While the application is based on the prokaryotic focused WikiGenomes application, ChlamBase focuses on the specific needs and data types that are relevant to the chlamydial research community. To meet these needs, ChlamBase utilizes a hybrid backend that draws data from both Wikidata and a local database. Community contributions to ChlamBase are preferentially written to Wikidata, utilizing the local database only when the content is incompatible with Wikidata due to either data license or scope.

Gene and chromosome annotation in Wikidata

ChlamBase manages and integrates chlamydial genomic and proteomic data in Wikidata using the WikidataIntegrator Python library (https://github.com/SuLab/WikidataIntegrator. We followed the same basic data model used in the WikiGenomes project (12), where each biological entity (e.g. gene, protein and regulatory element) is a Wikidata item, and the relationships/edges between those nodes are Wikidata properties (Figure 1).

Figure 1

The semantic data model within Wikidata for ChlamBase content. Nodes in this graph represent classes of Wikidata items that are used in ChlamBase, with the count of each item class in parentheses. Edges in the graph represent statements in Wikidata that relate two items, with the total edge count between item types shown in parentheses.

Open in new tab Download slide

User interface

From the landing page, ChlamBase can be accessed through two points of entry: (i) selecting a Chlamydia genome by clicking on the visual phylogenetic tree or (ii) searching all available genomes for a gene or keyword of interest. If the user selects a genome, they will navigate to the organism browser page that displays a paginated list of all genes in that strain. Type-based entry into the search box provides the user with typeahead options for selecting a specific gene or a list of genes matching the search criteria. An `Advanced Search’ widget allows further faceting of genes based on gene annotations.

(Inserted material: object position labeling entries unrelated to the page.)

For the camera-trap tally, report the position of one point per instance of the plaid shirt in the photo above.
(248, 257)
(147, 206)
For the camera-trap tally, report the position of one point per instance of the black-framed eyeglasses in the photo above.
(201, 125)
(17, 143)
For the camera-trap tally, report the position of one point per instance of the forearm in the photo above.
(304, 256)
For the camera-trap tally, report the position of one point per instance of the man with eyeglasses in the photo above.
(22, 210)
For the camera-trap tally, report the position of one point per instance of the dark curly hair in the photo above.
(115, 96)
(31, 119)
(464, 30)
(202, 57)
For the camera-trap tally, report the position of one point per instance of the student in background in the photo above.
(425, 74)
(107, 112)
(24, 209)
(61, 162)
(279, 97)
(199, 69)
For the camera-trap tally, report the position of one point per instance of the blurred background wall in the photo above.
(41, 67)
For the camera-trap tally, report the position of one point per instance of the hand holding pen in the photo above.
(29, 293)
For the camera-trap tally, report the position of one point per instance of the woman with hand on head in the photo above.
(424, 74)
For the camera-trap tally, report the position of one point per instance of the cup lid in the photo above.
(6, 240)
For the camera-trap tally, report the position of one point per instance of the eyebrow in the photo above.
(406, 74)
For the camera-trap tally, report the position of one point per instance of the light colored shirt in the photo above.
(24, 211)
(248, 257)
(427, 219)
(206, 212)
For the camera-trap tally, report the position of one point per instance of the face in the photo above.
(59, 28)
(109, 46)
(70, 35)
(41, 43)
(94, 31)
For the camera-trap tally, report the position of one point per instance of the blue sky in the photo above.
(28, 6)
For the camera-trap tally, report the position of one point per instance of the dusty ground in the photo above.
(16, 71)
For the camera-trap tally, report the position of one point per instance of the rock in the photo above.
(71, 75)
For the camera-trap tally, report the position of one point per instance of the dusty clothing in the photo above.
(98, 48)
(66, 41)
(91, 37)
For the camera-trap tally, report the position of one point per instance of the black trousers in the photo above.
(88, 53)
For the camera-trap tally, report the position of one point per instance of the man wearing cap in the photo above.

Once a user selects a gene, they are navigated to the primary state for viewing content in ChlamBase—the gene page (Figure 2). ChlamBase gene pages were built to capture important gene and protein information and display them in a streamlined manner to the user. All gene pages contain important interface and structural features. In the page header, a search box allows for database-wide search queries for keywords or genes (Figure 2A). Below the header, the Chlamydia species/strain is displayed along with its NCBI taxonomy ID (Figure 2C). In this area, a toolbar allows the user to access an interactive genome browser, align orthologous sequences and view gene product (protein) information and tools. The Genome Browser tab in ChlamBase includes the open-source JavaScript genome browser JBrowse (17). JBrowse provides a fluid visual genome browsing experience with various user-selected feature tracks such as genes, operons and annotated mutations. Gene names are displayed along with the corresponding locus tags, gene aliases, and a downloadable sequence in FASTA format (Figure 2D). Below the gene name exists gene expression and protein localization data, structured in a graphical format (Figure 2E). The remainder of the gene page is structured around display-customizable annotation modules, including Gene Ontology Annotations, Operon, InterPro Domains, Enzyme Functions and Host–Pathogen Interactions (Figure 2G). Several of these modules are described in more detail in the sections below. The bottom of the gene page contains information for external reference links to NCBI and Wikidata, a list of publications related to the current gene, and a revision history list.

Figure 2

Overview of the ChlamBase gene page interface. (A) Search box to query the ChlamBase database for genes and keywords. (B) Log in button that redirects the user to a Wikimedia.org login for Wikidata account authorization and to allow the user to make edits or annotations using their credentials. (C) Display of the Chlamydia species and/or strain the current gene belongs to with strain-specific icons. (D) Key identifiers for the current gene, including gene name, gene symbol, locus tag and aliases. (E) Gene expression module showing the timing of expression (life cycle period or constitutive), expression in either chlamydial cell form (elementary body or reticulate body) and a cell localization diagram. (F) Mutant annotations produced by chemical, transposon, intron and recombination mutagenesis. (G) Annotation modules contain integrated and user-curated data for Gene Product, Ortholog(s), Ortholog Alignments, Expression Timing, Gene Ontology Annotations, Operon, InterPro Domains, Enzyme functions, Mutants, Protein Interactions and relevant Publications. All modules are loaded in expanded view upon page loading; module expansion and/or collapsing can be manually toggled by the user. (H) The gene page footer contains links to corresponding reference entries in NCBI and Wikidata, related publications identified by locus tag and species co-mention in the text and a link to the revision history in Wikidata.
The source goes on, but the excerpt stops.